The law also asks insurers to make provisions for medical insurance for the treatment of mental illness on the same basis as available for the treatment of physical illnesses. However, the Insurance Regulatory and Development Authority of India notified the same only recently and companies are yet to cover this area. Incidentally, Rajput had been going to a private hospital to treat his depression for the last six months.
This is even while most citizens don’t seek mental healthcare. They are culturally conditioned to keep their troubles to themselves and not unburden their family secrets, and their own faults and failings before strangers. The government, too, is, meanwhile, complacent, tweeting as it does posters advising yoga and “positive thinking” to counter depression. Unlike many developed nations, it is yet to formulate a sound public health policy that covers mental illness and depression — the draft national suicide prevention plan submitted last year by psychiatrist Lakshmi Vijayakumar is still gathering dust on the shelves of the Union health ministry. But it has been rather quick in picking up on the tyrannical happiness cult promoted by western corporations, which have eagerly rushed to occupy the wellness industry for profit sake.
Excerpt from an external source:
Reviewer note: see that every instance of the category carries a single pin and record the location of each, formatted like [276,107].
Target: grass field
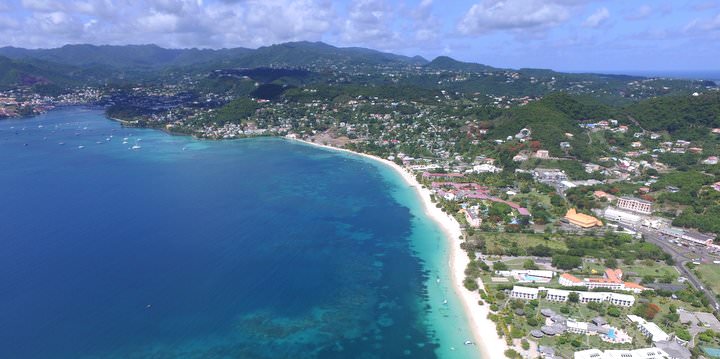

But clearly, exercise and mood management are not enough for everyone, living as all of us are in an increasingly toxic society in which talent, dreams, and, sometimes, even simple integrity ups both costs and the stakes, and in which people having true compassion are fast becoming rare — as evinced by a media rushing to published photos of the deceased actor in a bid to cater to the lowest common denominator, finding its audience in its own image and shutting out other saner audiences. Nevertheless, even though the rationale of mental healthcare is yet to pervade society or penetrate governance, professional help is a necessity and a right.
It is especially true amid the Covid-19 crisis and on the heels of an over two-month-long national lockdown, which has itself ramped up stress, anxiety and fear levels. Policymakers must finally be called upon to take their duty towards the citizen and their emotional well-being seriously, especially at a time when hundreds of millions have lost jobs, thousands have suffered loss of family members and almost everyone has had their financial security compromised. It is the citizen’s emotional capital that makes the difference between success and failure and gives meaning and purpose to a nation’s life.
Will the tragedy of Shuddh Desi Romance’s progressive new-age hero, that women always wanted, thereby, unlock a few minds?